Hudson Square pedestrians ranging from foreigners to the visually impaired have come to depend on Rodriguez to get them across the intersection safely. Once the clock strikes 4:30 p.m., it’s indeed a “dead-on traffic jam” at Varick and Spring Streets, according to Rodriguez, who starts her shift at 3. The bottleneck continues up to 7 p.m. — particularly on Thursdays and Fridays, Rodriguez said, when the intersection becomes heavily congested with commuters headed to their weekend destinations. The intersection has become even more clogged since the fall, when many returned from vacation and resumed their daily work commutes.
Rodriguez believes the traffic will only get worse around the holiday season.
Policing the intersection is a different type of beast from Route 9A, Rodriguez’s other post, where traffic was more streamlined to begin with, she said.
“At first, it was like New Year’s in Times Square, with everyone blowing their horns,” Rodriguez said of the Varick Street intersection.
The car drivers have since grown accustomed to Rodriguez and have even started to rely on her to avoid the early evening gridlock.
“Now, we don’t even have to stop them a lot of times, ‘cause they know already we’re going to stop them,” said Rodriguez.
One of her main tasks while on duty, Rodriguez explained, is to regulate the passage of cars traveling southbound on Varick Street that are en route to the Holland Tunnel.
“When the [traffic] light changes, those cars are turning [right onto Varick Street] regardless of people crossing the street,” said Rodriguez. “So my job is to stop the cars completely and let the pedestrians cross.”
Rodriguez also prevents cars traveling on one of Varick’s three eastern lanes to cut into the line of traffic headed toward the tunnel. To keep the “creepers,” as Rodriguez calls them, from causing accidents, she motions them to continue along Varick Street.
“People come with all types of excuses [to get to the tunnel as quickly as possible],” said Rodriguez. “My favorite is, ‘I have to make it to the airport in 15 minutes,’ and I think, ‘you couldn’t get to the airport anyway, then!’”
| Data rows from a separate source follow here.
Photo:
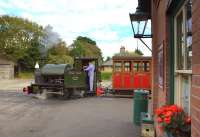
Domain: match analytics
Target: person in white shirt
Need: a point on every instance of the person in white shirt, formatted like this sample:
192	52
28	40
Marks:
90	69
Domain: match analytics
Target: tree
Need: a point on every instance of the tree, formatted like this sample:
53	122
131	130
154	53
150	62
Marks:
59	54
139	52
17	35
85	47
32	55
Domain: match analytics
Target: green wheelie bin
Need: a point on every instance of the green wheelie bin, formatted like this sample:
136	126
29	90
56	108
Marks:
140	105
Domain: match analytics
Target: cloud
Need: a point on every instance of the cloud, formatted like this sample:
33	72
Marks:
105	21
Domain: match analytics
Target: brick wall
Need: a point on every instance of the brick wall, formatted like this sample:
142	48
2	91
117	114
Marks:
159	24
195	93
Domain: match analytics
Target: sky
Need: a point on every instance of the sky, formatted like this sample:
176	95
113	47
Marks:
105	21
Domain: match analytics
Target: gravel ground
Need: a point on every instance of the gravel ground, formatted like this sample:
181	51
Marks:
25	116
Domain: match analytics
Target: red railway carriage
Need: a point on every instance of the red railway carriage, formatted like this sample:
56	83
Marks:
130	73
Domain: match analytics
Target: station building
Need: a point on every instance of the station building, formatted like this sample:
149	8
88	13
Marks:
175	26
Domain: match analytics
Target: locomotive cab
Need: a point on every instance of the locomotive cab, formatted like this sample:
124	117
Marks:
77	78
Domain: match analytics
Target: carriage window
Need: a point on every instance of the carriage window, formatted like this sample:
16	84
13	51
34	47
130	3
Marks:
136	66
146	66
127	66
118	66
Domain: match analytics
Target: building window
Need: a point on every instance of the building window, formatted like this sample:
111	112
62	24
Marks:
183	55
127	66
118	66
136	66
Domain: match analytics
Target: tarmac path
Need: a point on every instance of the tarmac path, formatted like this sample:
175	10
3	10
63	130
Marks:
24	116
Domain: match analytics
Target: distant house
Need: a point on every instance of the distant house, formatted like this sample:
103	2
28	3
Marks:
6	68
107	66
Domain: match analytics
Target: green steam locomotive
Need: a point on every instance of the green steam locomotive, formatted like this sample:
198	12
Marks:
64	79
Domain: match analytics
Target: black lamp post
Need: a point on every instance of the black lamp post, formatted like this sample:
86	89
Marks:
141	21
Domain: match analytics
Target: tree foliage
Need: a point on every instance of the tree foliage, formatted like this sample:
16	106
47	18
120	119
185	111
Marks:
17	35
59	54
85	47
139	52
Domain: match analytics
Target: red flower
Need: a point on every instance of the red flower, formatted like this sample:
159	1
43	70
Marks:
158	111
168	114
187	120
159	120
167	120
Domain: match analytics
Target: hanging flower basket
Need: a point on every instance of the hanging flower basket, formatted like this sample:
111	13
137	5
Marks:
173	121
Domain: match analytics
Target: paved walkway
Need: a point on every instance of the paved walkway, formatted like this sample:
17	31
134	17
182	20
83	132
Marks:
24	116
14	84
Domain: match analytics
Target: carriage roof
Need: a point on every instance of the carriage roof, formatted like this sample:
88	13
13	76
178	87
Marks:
54	69
131	58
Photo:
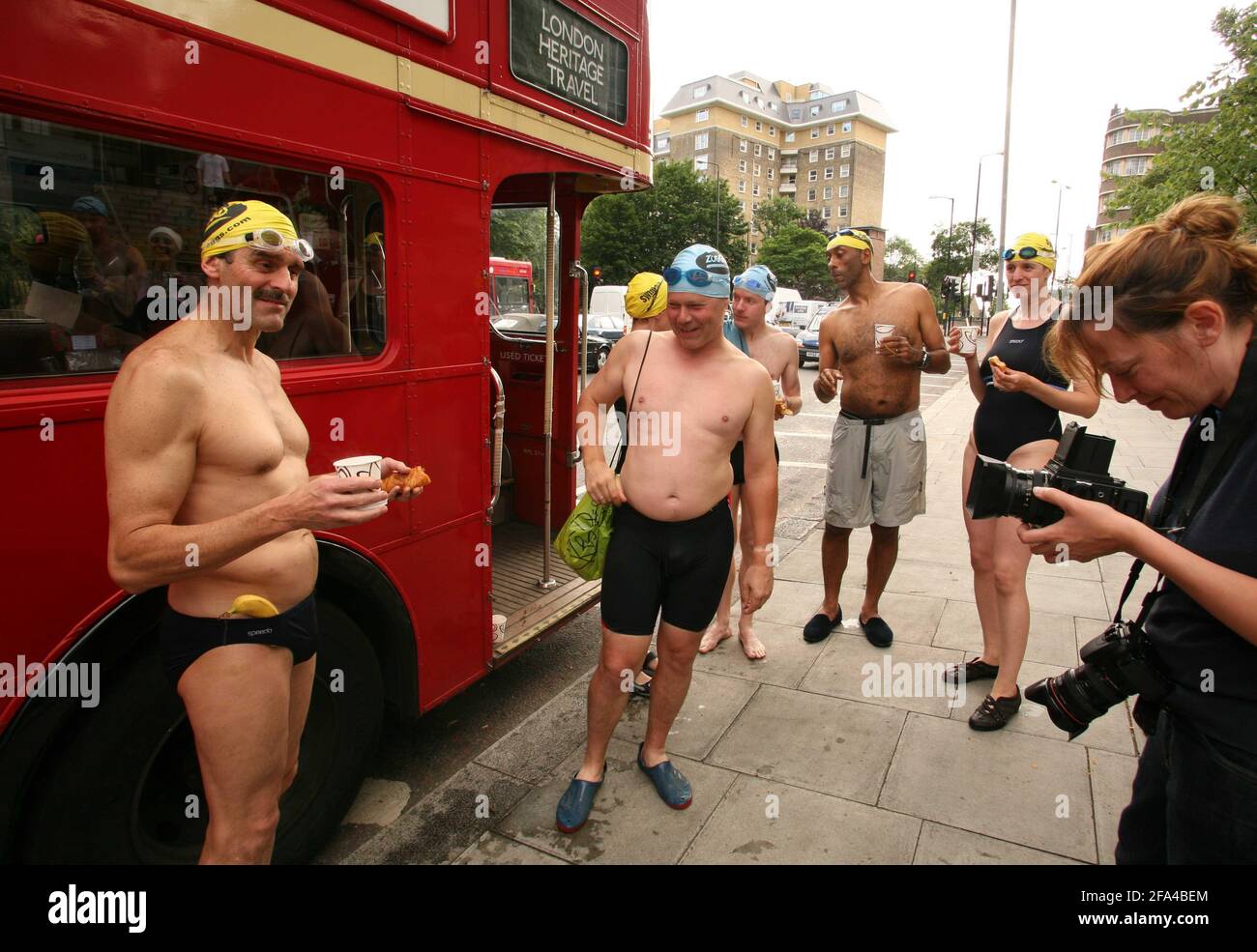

Nine times out of ten, the drivers obey Rodriguez and head to the next intersection without giving her a hard time. On occasion, however, an angry driver curses at her — to which she replies, “Have a good day.”
“I just let them vent,” Rodriguez said. “As a former detective, nothing you can possibly tell me is going to faze me.”
As for the regulars, Rodriguez has become a familiar, welcome face in the neighborhood. Drivers who regularly pass by the intersection purposely switch lanes to strike up a conversation with Rodriguez as they wait at the light. Some neighborhood pedestrians call her by her first name, including visitors of the nearby VISIONS/Services for the Blind and Visually Impaired (at 500 Greenwich St.), who Rodriguez pays special attention to as they traverse the road.
“I’ll come up to them and I’ll say, ‘I got you’ — I’ll loop their arm around mine, and we’ll cross,” said Rodriguez. “I don’t know how they did it on their own prior.”
Even the neighborhood dogs have begun to recognize her.
“When they see us, they pull on the leash, wanting to come in our direction,” said Rodriguez.
The experienced traffic manager will respond to brazen jaywalkers by letting them know that they’re crossing at their own risk. She tries her best, though, to have them stay put until it’s safe to cross the intersection.
“I try to hold them back, ‘cause otherwise everyone else will follow, and those people will end up getting hit,” said Rodriguez.
After her shift and “the madness is over,” Rodriguez heads home to spend some quality time with her wife and 16-year-old daughter.
“We have dinner and just sit down and chat about the day… that’s how we end our evening,” said Rodriguez. “Then we wake up early in the morning to start all over again.”